Rice growing and alkalinity of soil affect each other and that varies by location. In China, the dominant areas of this crop are mainly distributed to the south of the Yangtze River and in the Northeast Plain, where the soils are naturally acidic and suitable for rice cultivation [60]. By contrast, in the regions with moderate alkaline soil like north china plain, manual intervention on soil pH is necessary to ensure good health of seedlings [59]. Some scholars have already paid attention to the influence of application of acidulants on soil pH but find some limits during the acidization [58] due to the presence of pH buffer system existed in paddy soils under the persistent flooding condition. Consequently, after long-term planting of rice, the soil pH generally tends to be neutral [58], which is consistent with our results (the average pH value of Cluster 1 is 7.04, Figure 5). In some cases, rice also grown in highly saline and alkaline soils, for example, Flumen in Spain [17] where rice is the only profitable crop. Nonetheless, rice cultivation here seems powerless to reduce pH because of inherent strong alkalinity. Given the above, although it matters, rice-growing cannot simply be an indicator of acidity.

Cluster 2 is characterized by linear distribution along the Huangsha canal near the western border of lower reaches (Figure 4c). Therefore, the abnormality of this cluster, high concentrations of major ions such as sodium, potassium, chloride and sulfate (Figure 5), may have something to do with this canal. On one hand, Huangsha canal is a branch of the Longfeng River (Figure 4c), one of the three most rivers loaded by sewage in the basin [22]. The industrial and domestic wastewater in this river showed typical features of high salinity and acidity, which is highly consistent with the chemical statistics of Cluster 2. On the other hand, a brick factory in operation was found to be located upstream of Cluster 2 through the interpretation of remote sensing, confirmed by field survey. In order to obtain materials for brick making, several gigantic pits were excavated to carry an exposure of groundwater so that industrial pollutants can easily enter into groundwater and spread downstream. However, further investigation is suggested to verify the above views.

Compared with the first two groups of soil, Cluster 3 is the one with stronger alkalinity, distributed in the lower reaches. It is difficult to determine whether its identification is due to human activities, because a slightly natural enrichment of alkalinity originally tends to appear in the bottom of the basin with the accumulation of alkalis like sodium (Figure 3). In this condition, the spatial relationships that Cluster 3 is surrounded by the other two clusters with opposite characteristics would amplify its abnormality. Statistically, the pH value of category HH is not so much higher than category O, while the concentrations of bicarbonate almost equal (Figure 5).
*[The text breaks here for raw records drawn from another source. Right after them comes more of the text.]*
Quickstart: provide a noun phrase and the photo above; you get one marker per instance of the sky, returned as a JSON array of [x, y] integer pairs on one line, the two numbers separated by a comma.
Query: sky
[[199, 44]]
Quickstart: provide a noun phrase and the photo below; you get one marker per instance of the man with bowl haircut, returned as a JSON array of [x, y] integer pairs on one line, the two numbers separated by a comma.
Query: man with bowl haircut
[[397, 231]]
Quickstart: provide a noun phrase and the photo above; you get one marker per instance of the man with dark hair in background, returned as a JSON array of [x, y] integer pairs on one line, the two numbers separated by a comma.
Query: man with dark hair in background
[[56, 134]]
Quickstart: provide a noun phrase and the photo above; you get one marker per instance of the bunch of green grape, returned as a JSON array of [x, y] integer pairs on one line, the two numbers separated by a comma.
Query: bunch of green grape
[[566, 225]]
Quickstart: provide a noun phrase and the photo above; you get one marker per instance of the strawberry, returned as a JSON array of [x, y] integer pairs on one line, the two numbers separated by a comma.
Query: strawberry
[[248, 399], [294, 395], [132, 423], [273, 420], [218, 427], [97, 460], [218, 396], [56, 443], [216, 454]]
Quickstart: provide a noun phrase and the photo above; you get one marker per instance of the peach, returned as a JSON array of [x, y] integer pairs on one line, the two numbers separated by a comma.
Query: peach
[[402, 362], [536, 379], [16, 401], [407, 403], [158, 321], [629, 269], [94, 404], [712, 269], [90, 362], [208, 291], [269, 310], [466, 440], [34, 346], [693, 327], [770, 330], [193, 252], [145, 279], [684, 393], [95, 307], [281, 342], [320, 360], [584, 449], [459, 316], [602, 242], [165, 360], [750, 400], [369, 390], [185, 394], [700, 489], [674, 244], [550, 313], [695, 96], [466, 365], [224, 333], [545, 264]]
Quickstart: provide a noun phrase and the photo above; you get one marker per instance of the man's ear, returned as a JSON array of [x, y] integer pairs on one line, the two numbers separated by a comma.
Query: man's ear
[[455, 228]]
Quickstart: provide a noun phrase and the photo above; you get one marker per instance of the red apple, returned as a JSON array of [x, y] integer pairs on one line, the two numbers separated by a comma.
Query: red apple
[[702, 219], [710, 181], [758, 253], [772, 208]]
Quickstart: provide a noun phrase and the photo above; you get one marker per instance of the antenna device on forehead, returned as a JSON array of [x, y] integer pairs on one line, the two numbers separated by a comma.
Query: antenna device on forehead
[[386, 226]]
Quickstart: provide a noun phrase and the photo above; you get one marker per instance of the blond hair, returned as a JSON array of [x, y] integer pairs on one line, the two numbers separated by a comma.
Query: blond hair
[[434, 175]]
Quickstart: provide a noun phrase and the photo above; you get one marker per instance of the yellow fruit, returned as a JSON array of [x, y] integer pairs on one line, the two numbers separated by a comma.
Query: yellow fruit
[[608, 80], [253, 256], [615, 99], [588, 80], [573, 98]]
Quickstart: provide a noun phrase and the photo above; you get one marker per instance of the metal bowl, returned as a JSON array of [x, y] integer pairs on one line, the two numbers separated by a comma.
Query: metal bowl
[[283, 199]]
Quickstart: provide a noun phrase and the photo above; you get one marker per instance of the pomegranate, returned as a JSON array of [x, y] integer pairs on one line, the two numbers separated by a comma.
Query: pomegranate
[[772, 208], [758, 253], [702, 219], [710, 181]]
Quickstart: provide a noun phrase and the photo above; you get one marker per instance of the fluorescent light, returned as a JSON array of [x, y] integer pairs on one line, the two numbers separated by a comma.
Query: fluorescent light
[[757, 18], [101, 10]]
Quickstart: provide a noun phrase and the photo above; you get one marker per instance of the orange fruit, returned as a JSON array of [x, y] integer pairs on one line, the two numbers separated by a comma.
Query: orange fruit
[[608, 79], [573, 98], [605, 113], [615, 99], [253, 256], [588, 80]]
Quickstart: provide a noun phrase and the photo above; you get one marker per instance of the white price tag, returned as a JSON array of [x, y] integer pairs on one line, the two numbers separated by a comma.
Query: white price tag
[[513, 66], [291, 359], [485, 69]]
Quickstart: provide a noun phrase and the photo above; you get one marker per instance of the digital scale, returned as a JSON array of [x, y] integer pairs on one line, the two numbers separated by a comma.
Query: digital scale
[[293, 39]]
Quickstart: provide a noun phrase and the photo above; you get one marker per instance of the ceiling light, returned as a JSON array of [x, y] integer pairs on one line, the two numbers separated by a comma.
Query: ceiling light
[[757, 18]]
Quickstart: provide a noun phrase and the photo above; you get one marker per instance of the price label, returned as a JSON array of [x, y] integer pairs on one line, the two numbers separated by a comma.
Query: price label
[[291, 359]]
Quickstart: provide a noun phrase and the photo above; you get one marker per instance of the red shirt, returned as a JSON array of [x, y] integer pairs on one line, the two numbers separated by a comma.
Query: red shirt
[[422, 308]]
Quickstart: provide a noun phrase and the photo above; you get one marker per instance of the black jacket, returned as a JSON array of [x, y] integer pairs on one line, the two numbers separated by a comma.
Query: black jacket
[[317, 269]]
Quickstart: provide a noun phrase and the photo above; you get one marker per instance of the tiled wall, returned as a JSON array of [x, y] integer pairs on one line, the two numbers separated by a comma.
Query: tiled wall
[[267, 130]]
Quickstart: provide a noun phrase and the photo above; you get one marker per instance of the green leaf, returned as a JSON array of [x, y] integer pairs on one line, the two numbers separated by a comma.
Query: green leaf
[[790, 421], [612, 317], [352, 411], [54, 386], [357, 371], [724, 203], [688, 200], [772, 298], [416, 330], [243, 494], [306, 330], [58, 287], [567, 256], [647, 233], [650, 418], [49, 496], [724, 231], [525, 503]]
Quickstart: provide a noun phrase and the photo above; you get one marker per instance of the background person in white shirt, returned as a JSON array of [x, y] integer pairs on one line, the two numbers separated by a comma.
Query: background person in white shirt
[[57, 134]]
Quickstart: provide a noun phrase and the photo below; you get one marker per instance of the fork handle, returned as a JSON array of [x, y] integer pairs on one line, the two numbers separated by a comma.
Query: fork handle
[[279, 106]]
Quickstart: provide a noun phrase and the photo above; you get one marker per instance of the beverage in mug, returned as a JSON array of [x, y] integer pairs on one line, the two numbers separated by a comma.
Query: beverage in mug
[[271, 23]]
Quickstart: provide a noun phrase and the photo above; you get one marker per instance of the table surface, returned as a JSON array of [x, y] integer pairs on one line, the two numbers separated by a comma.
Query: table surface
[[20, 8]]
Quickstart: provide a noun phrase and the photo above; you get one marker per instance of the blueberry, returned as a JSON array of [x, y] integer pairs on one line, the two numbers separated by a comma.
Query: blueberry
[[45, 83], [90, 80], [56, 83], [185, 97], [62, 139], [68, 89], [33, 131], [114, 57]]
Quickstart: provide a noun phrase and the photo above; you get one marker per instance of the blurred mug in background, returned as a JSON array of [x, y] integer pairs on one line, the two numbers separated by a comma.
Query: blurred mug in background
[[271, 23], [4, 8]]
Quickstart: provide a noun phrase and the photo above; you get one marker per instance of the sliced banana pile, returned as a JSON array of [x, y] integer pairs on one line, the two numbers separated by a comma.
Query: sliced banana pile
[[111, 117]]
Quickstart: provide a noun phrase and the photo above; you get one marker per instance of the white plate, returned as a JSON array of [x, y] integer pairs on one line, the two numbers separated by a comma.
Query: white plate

Therefore, Cluster 3 is suggested to be a joint result of natural enrichment of alkalinity and spatial relationships. Given the above, the results of the CA stress the power of the MVA method for detecting singular behaviors of small groups of observations.

4. Conclusions

The present article reveals the complexity of spatial distribution of the soil salinity in the CBR basin, China. These soil chemical variables differ depending on the irrigation, groundwater table, terrain, irrigation regulation and the characteristics of the crops. The first two axes of PCA approximately explains 51% of the observed variability and allows distinguishing two main domains: the saline and the alkaline. In the RDA, the variability of the saline domain is obviously controlled by macro environmental factors, of which the density of canals and groundwater depth, respectively contributes 71% and 28%. In contrast, the variability of the alkaline domain mainly manifests as singular behaviors of soil groups like rice-growing or sewage irrigation, which is detected by CA.

The last decades witnessed the transformation of the source of soil salt from groundwater to surface water. A double threat of them on soil salinization is coming in next few years due to the ongoing rise of groundwater table. Therefore, managers must find the right balance between their stand of groundwater and salinization of soil.

Sustainable agriculture in irrigated districts requires information about the salinity of the soils, incorporating many influence factors to achieve sound interpretations. The moderate percent of the variances explained in this study suggests that other unconsidered environmental and management factors should be considered in future research. Even so, MVA, specifically the complementary duo of RDA and CA, no doubt has enormous potential for integrating both global and local information to improve our understanding of linkages among soil salinity, environmental factors and management practices.